Pretty Printing BSON
In Wireshark and MongoDB 3.6, I explained that Wireshark is amazing for debugging actual network communications. But sometimes it is necessary to debug things before they get sent out onto the wire. The majority of the driver's communication with the server is through BSON documents with minimal overhead of wire protocol messages. BSON documents are represented in the C Driver by bson_t
data structures. The bson_t
structure wraps all of the different data types from the BSON Specification. It is analogous to PHP's zval
structure, although its implementation is a little more complicated.
A bson_t
structure can be allocated on the stack or heap, just like a zval
structure. A zval
structure represents a single data type and single value. A bson_t
structure represents a buffer of bytes constituting one or more values in the form of a BSON document. This buffer is exactly what the MongoDB server expects to be transmitted over a network connection. As many BSON documents are small, the bson_t
structure can function in two modes, determined by a flag: inline
, or allocated
. In inline
mode it only has space for 120 bytes of BSON data, but no memory has to be allocated on the heap. This mode can significantly speed up its creation, especially if it is allocated on the stack (by using bson_t value
, instead of bson_t *value
= bson_new()
). It makes sense to have this mode, as many common interactions with the server fall under this 120-byte limit.
For PHP's zval
, the PHP developers have developed a helper function, printzv, that can be loaded into the GDB debugger. This helper function unpacks all the intricacies of the zval
structure (e.g. arrays, objects) and displays them on the GDB console. When working on some code for the MongoDB Driver for PHP, I was looking for something similar for the bson_t
structure only to find that no such thing existed yet. With the bson_t
structure being more complicated (two modes, data as a binary stream of data), it would be just as useful as PHP's printzv
GDB helper. You can guess already that, of course, I felt the need to just write one myself.
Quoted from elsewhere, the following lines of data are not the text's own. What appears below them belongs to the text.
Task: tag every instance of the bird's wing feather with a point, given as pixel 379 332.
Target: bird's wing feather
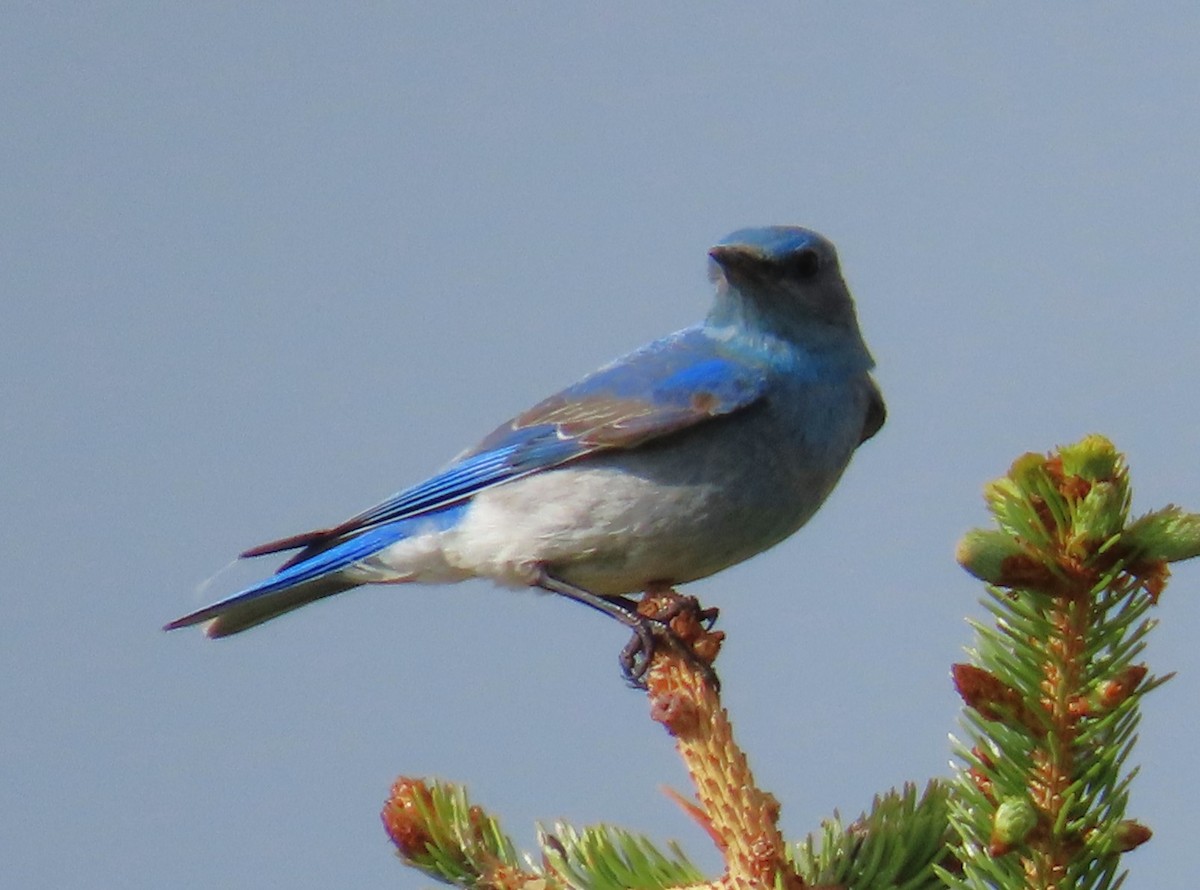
pixel 659 390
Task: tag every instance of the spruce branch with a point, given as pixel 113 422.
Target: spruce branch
pixel 1054 685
GDB supports extensions written in Python, but that functionality is sometimes disabled. It also has its own scripting language that you can use on its command line, or by loading your own files with the source
command. You can define functions in the language, but the functions can't return values. There are also no classes or scoping, which means all variables are global. With the data stored in the bson_t
struct as a stream of binary data, I ended up writing a GDB implementation of a streamed BSON decoder, with a lot of handicaps.
The new printbson
function accepts a bson_t *
value, and then determines whether its mode is inline
or allocated
. Depending on the allocation type, printbson
then delegates to a "private" __printbson
function with the right parameters describing where the binary stream is stored.
__printbson
prints the length of the top-level BSON document and then calls the _printelements
function. This function reads data from the stream until all key/value pairs have been consumed, advancing its internal read pointer as it goes. It can detect that all elements have been read, as each BSON document ends with a null byte character (\0
).
If a value contains a nested BSON document, such as the document or array types, it recursively calls __printelements
, and also does some housekeeping to make sure the following output is nicely indented.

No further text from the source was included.